Today's class was looking at the legitimacy of varieties of English, among other things.
Whenever I do this class, the students looking at the different language/varietal examples always decide if something is legitimate based on two aspects: intelligibility and familiarity. Whether or not it is "pure" - whatever that means - doesn't seem to have a bearing. For example, they always decide that Old English (Anglo-Saxon) is not legitimate, as it does not fit the two criteria of intelligibility and familiarity.
I always feel rather good about the decision to base legitimacy on intelligibility; if a speaker of English is clearly spoken, or if written language expresses ideas clearly, then that's the important thing as far as I'm concerned, although this may not address the issues raised in the term "legitimate". The familiarity criterion is something of a problem, however.
In terms of whether a variety of English is accepted as a New Variety (NVE), of course it has to be shown that the code has regular, observable patterns which are used by a homogeneous group of people in a number of different settings. Having the variety as an L1 is also often given as an important criterion. However, this does not mean that the NVE is necessarily intelligible, and it is not always the case that it is going to be very familiar to all other speakers of English.

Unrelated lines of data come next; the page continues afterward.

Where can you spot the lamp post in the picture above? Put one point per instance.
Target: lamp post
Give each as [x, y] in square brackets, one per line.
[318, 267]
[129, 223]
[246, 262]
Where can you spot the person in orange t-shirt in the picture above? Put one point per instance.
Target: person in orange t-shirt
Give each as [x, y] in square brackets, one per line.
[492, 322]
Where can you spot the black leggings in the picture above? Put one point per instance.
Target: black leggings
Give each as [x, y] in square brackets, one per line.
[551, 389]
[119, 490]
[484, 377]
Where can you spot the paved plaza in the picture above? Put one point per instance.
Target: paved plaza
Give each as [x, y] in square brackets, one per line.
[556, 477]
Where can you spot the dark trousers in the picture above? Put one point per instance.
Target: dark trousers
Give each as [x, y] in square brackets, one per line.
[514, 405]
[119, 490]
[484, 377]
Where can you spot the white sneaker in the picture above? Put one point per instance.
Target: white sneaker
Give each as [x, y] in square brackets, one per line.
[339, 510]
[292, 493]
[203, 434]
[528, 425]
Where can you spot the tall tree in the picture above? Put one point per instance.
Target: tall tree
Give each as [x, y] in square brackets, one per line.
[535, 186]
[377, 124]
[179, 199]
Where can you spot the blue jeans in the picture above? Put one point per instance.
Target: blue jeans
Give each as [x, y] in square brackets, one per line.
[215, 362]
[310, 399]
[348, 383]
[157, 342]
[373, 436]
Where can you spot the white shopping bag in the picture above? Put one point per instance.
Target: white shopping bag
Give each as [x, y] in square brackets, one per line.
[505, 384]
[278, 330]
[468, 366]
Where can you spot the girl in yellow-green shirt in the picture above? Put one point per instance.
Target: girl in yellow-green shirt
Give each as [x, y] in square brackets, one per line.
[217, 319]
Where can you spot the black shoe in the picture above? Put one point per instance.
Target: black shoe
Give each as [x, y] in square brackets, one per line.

Here is the conflict - if you like - between the description and acceptance of NVEs / world Englishes and approaches such as the Lingua Franca Core; just because something is an established variety it does not mean it is intelligible (many accents of British English are not, for example) but, in order for people across the world to communicate in English, if it is to be THE international language, there has to be enough commonality in the code for people to be able to understand each other and - at least to some extent - for it not to be too unfamiliar.
So what we're talking about here is people being diglossic, i.e., having access to and being able to use both their own variety of English and to be able to switch to a code which is intelligible to as many (other) speakers of English as possible. This situation already exists in some countries such as Singapore, which has Standard Singapore English and also the more localised Singlish, often vilified as basilectal. This is a bit of a simplistic description but it will do for now.
Is this too much to ask? Well, I don't think so, but I'm fortunate enough to speak a variety or ideolect which, I'm told by a lot of people, is very clear - and I haven't got RP (which, in its most extreme form, is not always clear!). Where other native speakers of Old Varieties of English (OVEs) are concerned, this may be a hard sell; if you've been speaking English all your life and then someone tells you you'll need to change it so someone "foreign" can understand you, rather than the other way around, my sense is that there might well be resistance to this.
English, just as any language, grows and changes. What speakers of OVEs who are not intelligible have got to realise is that, to keep up, their English will need to grow and change, too. I really wouldn't want us to get left behind. We're fortunate enough as it is that English has emerged as the international lingua franca in the way it has; resting on our laurels is really not an option.